Premier League: odliczanie zakończone. Rusza najlepsza liga świata

38 kolejek, wielcy piłkarze i trenerzy, walka w każdym meczu od pierwszej do ostatniej minuty. Rozgrywki angielskiej Premier League wracają. Liczymy na to, że w wielkim stylu.

2014-08-16, 11:41

Premier League: odliczanie zakończone. Rusza najlepsza liga świata
Wayne Rooney chce poprowadzić Manchester United do zwycięstwa nad Swansea w pierwszym meczu sezonu 2014/2015 w Premier League. Foto: PAP/EPA/PETER POWELL

W ostatnich tygodniach kibice śledzili transfery, spekulacje i plotki, budowali oczekiwania na nowy sezon. Sobota rozpocznie inauguracje na boisku, weryfikując szumne zapowiedzi i nadzieje.

"Obywatele" kontra "Czerwone Diabły", czyli walka w Manchesterze

Manchester City liczy na to, że uda mu się obronić mistrzowski tytuł. Drużyna bez wątpienia ma ku temu wszelkie predyspozycje, a w dodatku w trwającym okienku transferowym była w stanie jeszcze wzmocnić swój imponujący skład. Do klubu dołączyli Eliaquim Mangala i Fernando z Porto, kibice zobaczą także znanych z boisk Premier League Bacary’ego Sagnę i Franka Lamparda.
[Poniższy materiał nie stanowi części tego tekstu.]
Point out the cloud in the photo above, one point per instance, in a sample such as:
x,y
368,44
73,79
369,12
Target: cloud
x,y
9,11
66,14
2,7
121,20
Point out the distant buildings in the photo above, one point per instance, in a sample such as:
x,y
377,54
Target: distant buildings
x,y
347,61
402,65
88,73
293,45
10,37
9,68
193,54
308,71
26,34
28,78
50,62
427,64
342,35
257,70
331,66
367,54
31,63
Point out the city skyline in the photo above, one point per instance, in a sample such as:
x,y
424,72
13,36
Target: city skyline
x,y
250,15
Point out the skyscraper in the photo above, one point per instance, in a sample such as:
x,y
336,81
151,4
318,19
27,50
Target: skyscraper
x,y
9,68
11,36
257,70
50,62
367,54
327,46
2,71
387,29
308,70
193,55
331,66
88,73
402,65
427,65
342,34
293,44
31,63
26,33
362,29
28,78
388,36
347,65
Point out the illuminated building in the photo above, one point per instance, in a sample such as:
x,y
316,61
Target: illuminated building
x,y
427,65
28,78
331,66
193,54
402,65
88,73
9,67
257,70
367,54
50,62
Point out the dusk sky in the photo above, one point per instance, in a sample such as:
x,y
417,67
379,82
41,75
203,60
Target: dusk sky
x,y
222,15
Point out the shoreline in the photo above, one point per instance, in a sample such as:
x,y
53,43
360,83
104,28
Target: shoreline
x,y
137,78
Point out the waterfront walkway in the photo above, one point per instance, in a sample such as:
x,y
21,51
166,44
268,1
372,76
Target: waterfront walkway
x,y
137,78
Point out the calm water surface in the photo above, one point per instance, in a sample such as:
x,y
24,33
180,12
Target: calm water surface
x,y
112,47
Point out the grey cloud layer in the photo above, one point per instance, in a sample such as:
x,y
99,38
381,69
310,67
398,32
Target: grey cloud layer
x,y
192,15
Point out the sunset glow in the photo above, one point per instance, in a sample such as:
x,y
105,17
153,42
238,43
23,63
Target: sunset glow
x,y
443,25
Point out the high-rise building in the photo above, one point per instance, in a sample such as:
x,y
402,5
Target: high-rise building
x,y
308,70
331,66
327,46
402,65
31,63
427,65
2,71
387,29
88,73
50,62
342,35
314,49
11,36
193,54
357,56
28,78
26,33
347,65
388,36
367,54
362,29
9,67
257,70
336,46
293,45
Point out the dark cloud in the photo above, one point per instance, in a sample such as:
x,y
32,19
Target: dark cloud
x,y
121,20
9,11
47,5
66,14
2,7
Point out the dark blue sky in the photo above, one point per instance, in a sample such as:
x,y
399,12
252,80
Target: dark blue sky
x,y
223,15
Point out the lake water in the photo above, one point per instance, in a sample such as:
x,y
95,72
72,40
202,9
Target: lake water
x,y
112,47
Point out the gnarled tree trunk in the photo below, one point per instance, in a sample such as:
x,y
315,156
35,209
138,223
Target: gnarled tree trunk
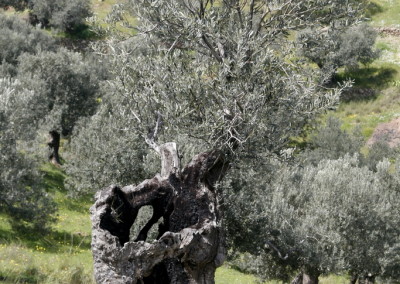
x,y
190,243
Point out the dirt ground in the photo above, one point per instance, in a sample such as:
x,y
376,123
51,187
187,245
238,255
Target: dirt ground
x,y
389,132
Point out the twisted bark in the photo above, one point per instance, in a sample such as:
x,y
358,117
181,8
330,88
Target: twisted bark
x,y
190,243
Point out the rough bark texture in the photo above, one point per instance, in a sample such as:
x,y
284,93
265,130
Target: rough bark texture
x,y
189,245
54,146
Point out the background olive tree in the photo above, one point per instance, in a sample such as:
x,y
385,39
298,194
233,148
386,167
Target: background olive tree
x,y
22,192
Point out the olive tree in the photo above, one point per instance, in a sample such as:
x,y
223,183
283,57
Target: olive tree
x,y
223,77
22,195
65,87
334,217
18,37
332,47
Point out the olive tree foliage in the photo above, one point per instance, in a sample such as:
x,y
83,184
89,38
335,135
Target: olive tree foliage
x,y
332,47
222,73
65,15
22,195
18,37
18,5
329,218
215,75
331,142
65,84
102,153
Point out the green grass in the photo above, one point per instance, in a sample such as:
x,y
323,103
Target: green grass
x,y
64,255
385,13
382,76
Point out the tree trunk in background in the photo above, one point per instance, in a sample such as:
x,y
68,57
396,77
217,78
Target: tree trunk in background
x,y
368,279
310,278
54,145
190,243
305,278
353,279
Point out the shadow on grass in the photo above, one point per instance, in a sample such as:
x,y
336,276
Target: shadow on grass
x,y
53,177
29,275
53,242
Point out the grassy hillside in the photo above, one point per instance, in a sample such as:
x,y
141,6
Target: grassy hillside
x,y
63,255
378,84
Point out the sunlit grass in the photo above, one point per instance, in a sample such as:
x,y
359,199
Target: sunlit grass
x,y
385,13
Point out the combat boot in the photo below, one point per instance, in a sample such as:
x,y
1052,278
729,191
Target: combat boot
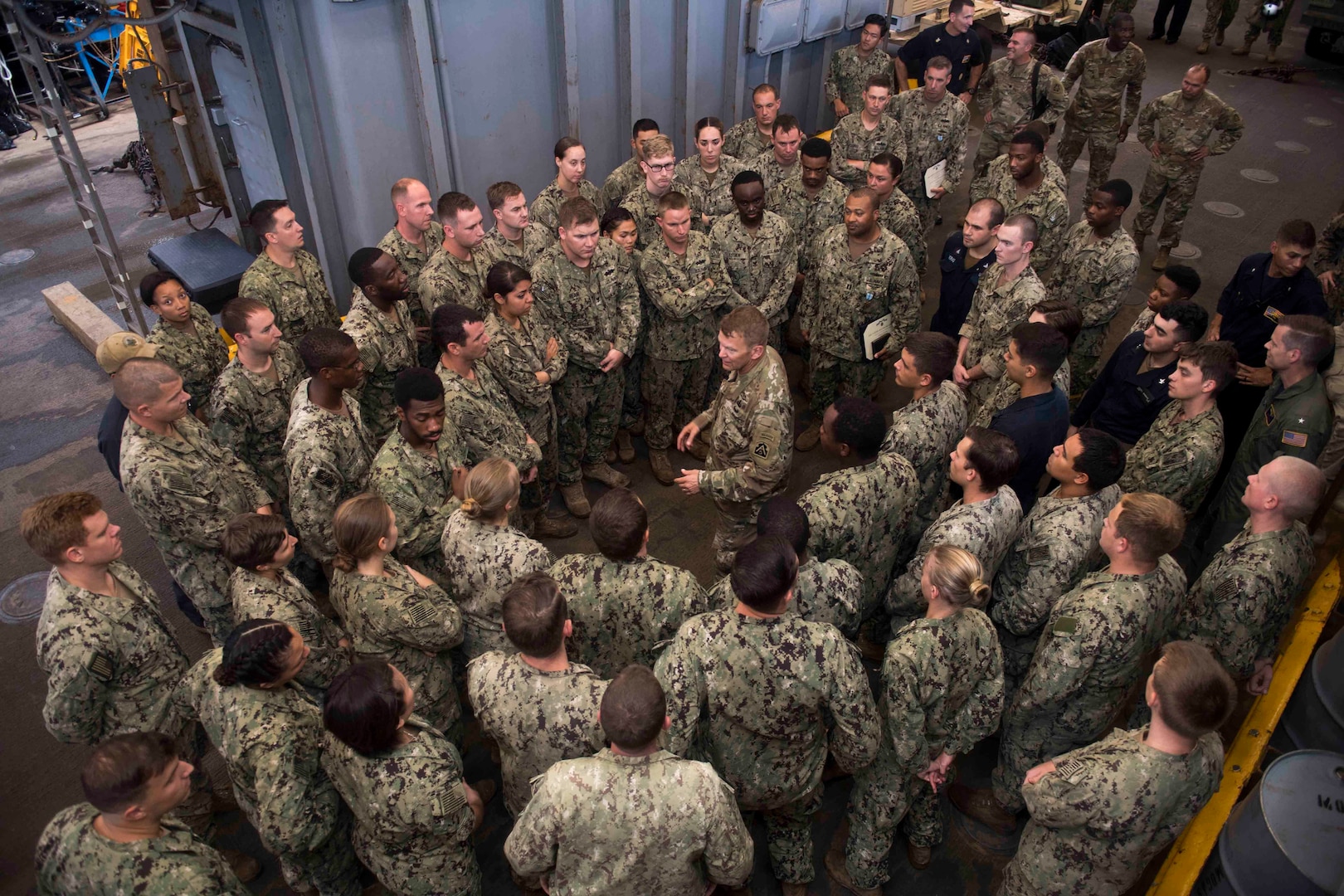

W składzie mistrza Anglii nie było rewolucji, bo ta nie jest potrzebna. Drużyna ma w składzie wielkich piłkarzy, takich jak Yaya Toure, Sergio Aguero, David Silva czy Vincent Kompany. Wymienianie wszystkich nie ma większego sensu, bo w tym momencie Manuel Pellegrini jest w stanie wystawić dwie jedenastki, które mogłyby z powodzeniem walczyć o najwyższe ligowe cele.

Inaczej przedstawia się sytuacja u rywala zza miedzy. Manchester United zanotował fatalny sezon, zakończył rozgrywki dopiero na siódmej pozycji. Winnym bardzo szybko został ogłoszony menedżer David Moyes, który nie wytrzymał na Old Trafford nawet do końca sezonu. Trudno dziwić się kibicom "Czerwonych Diabłów”, którzy przyjście Holendra Luisa van Gaala traktują jak wybawienie i nowy rozdział w historii klubu. Szkoleniowiec jeszcze nie zaczął dokonywać cudów, ale szansę na udany debiut będzie miał już w sobotę o godzinie 13 45 - mecz Manchesteru United ze Swansea rozpocznie ten sezon rozgrywek.

Van Gaal pożegnał się z kilkoma rutyniarzami, takimi jak Rio Ferdinand, Patrice Evra, Ryan Giggs i Nemanja Vidić. To oni w ostatnich latach byli trzonem zespołu, ale widać, że Holender chce zbudować zespół, który będzie pożądał trofeów i zwycięstw. Drużynę, której nikt nie będzie mógł zarzucić wypalenia.

W tym celu sprowadził do klubu Andera Herrerę z Athleticu Bilbao i Luke’a Shawa z Southampton, a bardzo możliwe, że do klubu dołączą kolejni zawodnicy. W sparingach Manchester momentami potrafił grać porywająco i jeśli wszystko pójdzie zgodnie z planem, wróci na miejsce w czołówce ligowej tabeli. Van Gaal musi jednak pamiętać, że nie ma czasu na błędy, a kibice nie będą tolerować potknięć - musieli znieść ich zbyt dużo w poprzednim sezonie.

Arsenalu nie zadowoli czwarte miejsce

Arsene Wenger w końcówce poprzedniego sezonu pozwolił kibicom poczuć smak, który zaczynali zapominać. Zespół sięgnął po Puchar Anglii, ale w rozgrywkach Premier League po raz kolejny zajął znienawidzone, czwarte miejsce. Scenariusz poprzednich sezonów jest od kilku lat łudząco podobny, ale do tego, co uznawane jest w klubie za porażkę, nikt w północnym Londynie nie chce i nie może się przyzwyczaić.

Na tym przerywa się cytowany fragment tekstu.